On July 28, the market organized by the Arbutus Business and Professional Association that is open 2-6 p.m. Thursdays, welcomed a representative from Boordy Vineyards selling bottles of wine.
It's fitting that Boordy Vineyards will sell the first bottles of wine at the Arbutus market because, according to its website, it became Baltimore's first commercial winery in 1945.
"We've done pretty well," said Sue Bosley during a lull between early arrivals to the market and the expected influx of commuters from the early evening MARC train.
"People are surprised to see us, but pleasantly surprised," said the Arbutus resident, who manned the Boordy booth on the parking lot of the Arbutus Volunteer Fire Department where the market is held.
She theorized the low turnout last week may have been due to the heat and the fact the market had been closed for two weeks due to the volunteer fire department's annual summer carnival.
"That may have thrown people off," she said, noting some market customers like to get into a weekly rhythm when it comes to buying fresh, locally grown products.
Arbutus resident Jeff Cather said he stopped by the market to buy iced tea. The July 28 market also featured two stands selling fresh produce with others selling olive oil, baked goods, crafts — and even maple syrup.
Cather said he wasn't a wine person, but was impressed enough after a sample taste to purchase a variety pack of four different wines.
"I like Boordy," he said. "I've been to their vineyards."
Chris Harcourt, another Arbutus resident, said she was happy to have Boordy come to her, instead of the other way around.
"It's a ways to go all the way up there. It's good I could taste it here," she said as she walked back to her car with her purchase.
The market's final hour proved a busy one for Bosley, as one woman bought two bottles and three couples each purchased a bottle.
Bosley estimated she sold about three-quarters of the five cases (60 bottles) she brought with her for Boordy's debut in Arbutus.
She said she has represented "the oldest winery in Maryland" at farmers markets in Bethesda, Silver Spring and Towson as well.
The benefits for the winery in Hydes, Maryland, are two-fold, she said.
"Make money. Of course, we want to make a profit," said Bosley, whose stand offered several different varieties at $11-13 a bottle, with sangria the most popular last week.
"And get the word out. Amazingly enough, a lot of people in Maryland have not heard of it," she said of Boordy's brand recognition, especially in markets closer toWashington, D.C.
A law signed by Gov. Martin O'Malley in May allows vintners to sell bottles of wine, but not individual servings, at farmers markets in Baltimore County and any other county that has passed the legislation as many as 12 times each year.
The wineries also receive 12 permits to attend wine-sales events statewide.
"By promoting Maryland wineries, as we do other agriculture, it is good for our community, and good for the farm and good for the state," said ABPA president Patti Sue Nolan, who noted the legislation passed the General Assembly without an opposing vote.

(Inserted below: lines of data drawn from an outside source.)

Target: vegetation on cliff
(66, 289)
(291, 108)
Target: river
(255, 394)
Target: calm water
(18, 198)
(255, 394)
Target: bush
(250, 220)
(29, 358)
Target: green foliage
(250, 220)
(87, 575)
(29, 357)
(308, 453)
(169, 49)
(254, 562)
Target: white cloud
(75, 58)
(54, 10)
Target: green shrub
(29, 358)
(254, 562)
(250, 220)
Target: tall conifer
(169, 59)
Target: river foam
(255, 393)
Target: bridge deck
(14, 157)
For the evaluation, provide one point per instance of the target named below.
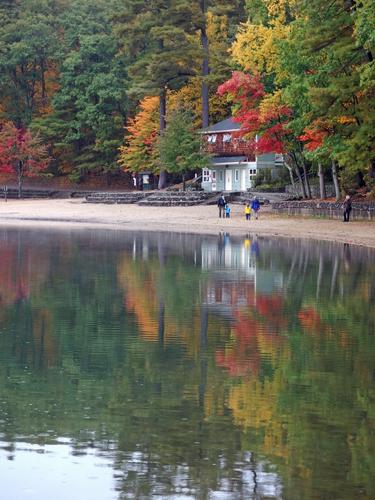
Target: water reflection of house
(237, 276)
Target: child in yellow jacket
(247, 211)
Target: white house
(233, 165)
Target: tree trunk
(290, 170)
(372, 169)
(162, 112)
(322, 187)
(205, 68)
(20, 178)
(335, 180)
(294, 161)
(306, 179)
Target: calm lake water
(137, 365)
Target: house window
(206, 175)
(279, 158)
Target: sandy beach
(196, 219)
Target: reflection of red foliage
(244, 357)
(310, 319)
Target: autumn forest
(96, 88)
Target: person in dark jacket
(255, 206)
(221, 204)
(347, 208)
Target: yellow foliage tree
(139, 152)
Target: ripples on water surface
(177, 366)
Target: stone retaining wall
(331, 210)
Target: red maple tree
(21, 153)
(265, 127)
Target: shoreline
(198, 219)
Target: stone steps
(126, 197)
(174, 199)
(12, 193)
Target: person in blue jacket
(255, 206)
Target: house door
(243, 179)
(228, 179)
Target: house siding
(224, 144)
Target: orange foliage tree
(21, 153)
(139, 151)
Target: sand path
(196, 219)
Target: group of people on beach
(251, 208)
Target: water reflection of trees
(183, 351)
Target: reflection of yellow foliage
(142, 298)
(254, 404)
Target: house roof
(226, 160)
(227, 125)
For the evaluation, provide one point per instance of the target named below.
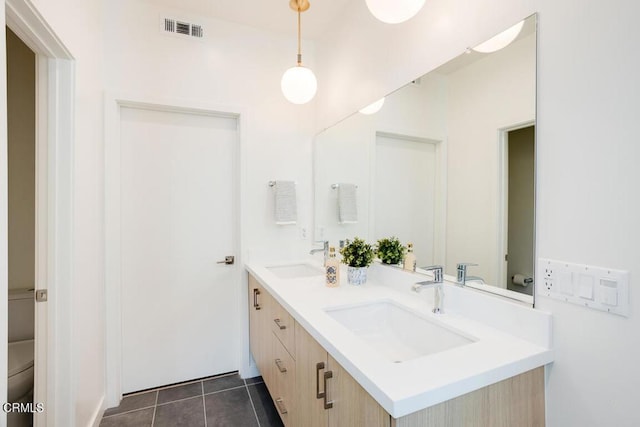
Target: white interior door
(179, 306)
(405, 193)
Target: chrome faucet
(325, 249)
(436, 284)
(461, 268)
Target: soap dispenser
(410, 259)
(332, 267)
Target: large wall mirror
(447, 163)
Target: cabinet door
(352, 405)
(284, 394)
(260, 335)
(311, 364)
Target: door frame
(440, 202)
(113, 294)
(55, 81)
(503, 195)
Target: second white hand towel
(347, 204)
(285, 202)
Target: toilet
(20, 352)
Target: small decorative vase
(356, 275)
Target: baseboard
(249, 371)
(98, 413)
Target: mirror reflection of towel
(347, 204)
(285, 202)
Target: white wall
(346, 153)
(234, 67)
(588, 202)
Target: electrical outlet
(597, 288)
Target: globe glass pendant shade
(373, 108)
(394, 11)
(299, 84)
(500, 41)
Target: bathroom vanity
(375, 355)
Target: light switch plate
(598, 288)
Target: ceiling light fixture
(373, 107)
(500, 41)
(298, 83)
(394, 11)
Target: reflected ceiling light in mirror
(298, 83)
(373, 107)
(394, 11)
(500, 41)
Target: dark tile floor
(227, 400)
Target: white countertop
(510, 338)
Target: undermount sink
(396, 332)
(293, 271)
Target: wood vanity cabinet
(271, 336)
(327, 394)
(311, 389)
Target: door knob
(229, 259)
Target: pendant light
(394, 11)
(500, 41)
(298, 83)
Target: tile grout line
(128, 412)
(204, 404)
(155, 406)
(251, 401)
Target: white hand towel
(285, 202)
(347, 204)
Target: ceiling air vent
(175, 26)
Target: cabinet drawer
(284, 371)
(282, 324)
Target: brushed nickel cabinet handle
(327, 375)
(280, 405)
(256, 292)
(280, 367)
(277, 322)
(319, 367)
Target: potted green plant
(390, 250)
(358, 255)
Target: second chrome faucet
(436, 284)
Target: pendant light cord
(299, 50)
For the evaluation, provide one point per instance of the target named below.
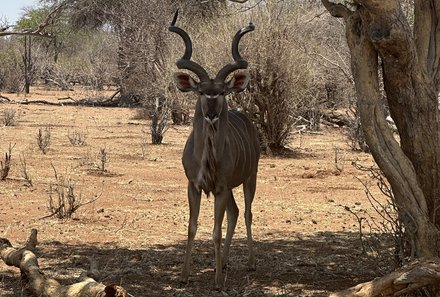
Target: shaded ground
(307, 244)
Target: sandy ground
(307, 244)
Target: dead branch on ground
(38, 284)
(417, 275)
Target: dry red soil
(307, 244)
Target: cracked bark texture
(378, 35)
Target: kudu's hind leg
(232, 215)
(194, 209)
(221, 200)
(249, 187)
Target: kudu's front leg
(194, 208)
(221, 200)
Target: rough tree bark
(37, 284)
(379, 36)
(377, 31)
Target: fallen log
(417, 275)
(37, 284)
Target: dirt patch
(306, 243)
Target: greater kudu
(222, 151)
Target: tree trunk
(378, 31)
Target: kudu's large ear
(185, 82)
(238, 82)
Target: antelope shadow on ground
(288, 265)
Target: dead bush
(77, 137)
(102, 160)
(11, 76)
(24, 171)
(63, 199)
(5, 165)
(43, 139)
(281, 92)
(9, 117)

In anticipation of the bill passing, Nolan said, she started courting wineries in March.
Why not sell wine at farmers markets?
A vineyard is just a grape farm, after all.
"We do practice sustainable farming. We do a lot of hand harvesting," said Sharon Kopt, a spokeswoman for Boordy Vineyards. "Everything is done by hand. All of our grapes are picked by hand, all of the vines are pruned by hand.
"You're buying your local produce, your local meats and dairies and cheeses. Why not buy your local wine and support that part of the local aspect?"
In addition to the Arbutus Farmers Market, Kopt said Boordy Vineyards hosts its own farmers market and will participate in four other farmers' markets in Baltimore County.
"All that hard work goes into not just selling in the liquor stores," Kopt said. "It's also increasing the awareness out at a farmers market that we are a vineyard, that we are harvesting grapes, that we are a farm also."
The farmers' markets, she said, allow customers to talk about what type of wine fits their palette or the meal they wish to pair it with and even sample the product.
"You do get to take a little more time with the customers (at a farmers market) and explain to them a little more in depth," Kopt said.
Since the legislation allowing wine to be sold at the markets passed just months ago, Nolan said Boordy Vineyards is the only winery to commit to selling at the Arbutus Farmers Market.
"Many of the wineries are still finding their way through the paperwork," Nolan said. "We expect more to come to our market as the season goes on."
Kopt said Boordy will return to the Arbutus Farmers Market on October 27, the last day of the Thursday market before it closes for the year.